WISSENSCHAFTSGESCHICHTE

Große Ideen der Wissenschaft, Teil 1

Von Prof. Ernst Peter Fischer

Das Atom

Das Atom gehört zu den ältesten Ideen, mit denen Menschen versuchen, die Welt um sich herum zu beschreiben. Das Atom, der Gedanke, das Wort, ist vor etwa zweieinhalbtausend Jahren im antiken Griechenland in die Welt gekommen. Ein Philosoph namens Demokrit oder Demokritos hat damals versucht, zu verstehen, was passiert, wenn er ein Ding nimmt und das immer teilt und teilt und teilt.

Sie können sich gerne eine Zeitungsseite nehmen, die Sie teilen, wieder teilen, dann ein Achtel, ein Sechzehntel, ein Zweiunddreißigstel machen. Und immer teilen Sie, bis Sie zum Schluss etwas bekommen, was offenbar nicht mehr geteilt werden kann.

Gemeint ist nicht, dass Sie das mechanisch nicht mehr teilen können, sondern es muss ja doch irgendwann einmal etwas sein, was übrig bleibt, was der Urbestand dessen ist, aus dem die Zeitung und aus dem die anderen Dinge bestehen.
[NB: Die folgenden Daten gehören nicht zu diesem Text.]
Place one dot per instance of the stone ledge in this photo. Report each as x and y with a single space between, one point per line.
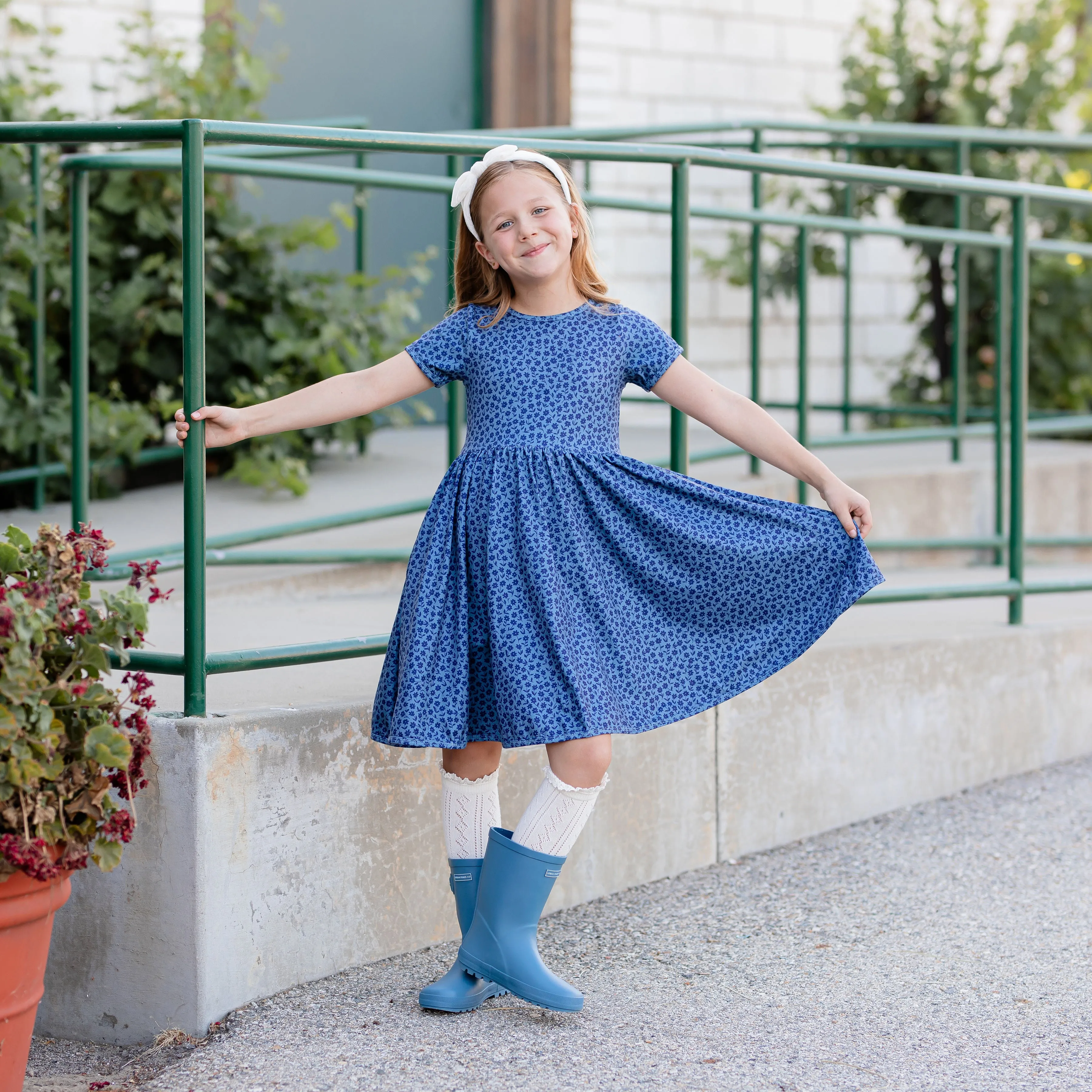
281 847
Das nannte man das „Unteilbare“, auf Griechisch das „Atomos“ oder eben das Atom.

Das Atom ist das älteste Wort, das wir kennen, um die Welt zu beschreiben und es ist auch eines der am besten verbreiteten Wörter. Die meisten von uns kennen und benutzen das Wort. Sie verstehen auch, wenn die Soziologen von der Atomisierung der Gesellschaft sprechen. Sie haben alle Sorgen wegen der Atomkraft. Das Wort Atom ist Ihnen eingängig. Sie haben keine Probleme, wenn Sie es benutzen sollen. Sie wissen auch, dass die Welt aus Atomen aufgebaut ist. Das hat man Ihnen so gesagt. Sie denken, Sie wüssten auch, was das ist, ein Atom. Ein Atom ist das Ding, aus dem die Dinge aufgebaut sind. Das Problem ist nur, ob das so sein kann. Es ist ein logisches Problem.

Zunächst einmal: Wenn das Atom das Ding ist, das die Dinge aufbaut, dann kann das Atom ja kein Ding sein, denn Sie wollen die Dinge ja erst aufbauen. Es macht keinen Sinn, die Welt dadurch zu erklären, dass Sie das, was Sie erklären wollen, voraussetzen. Wenn Sie z. B. die Entstehung von Rationalität im Denken erklären wollen, können Sie die auch nicht voraussetzen. Sie müssen dann zuerst eine Irrationalität haben und daraus irgendwie durch Kombinationen oder durch Wachsen von Irrationalitäten das rationale Denken erklären.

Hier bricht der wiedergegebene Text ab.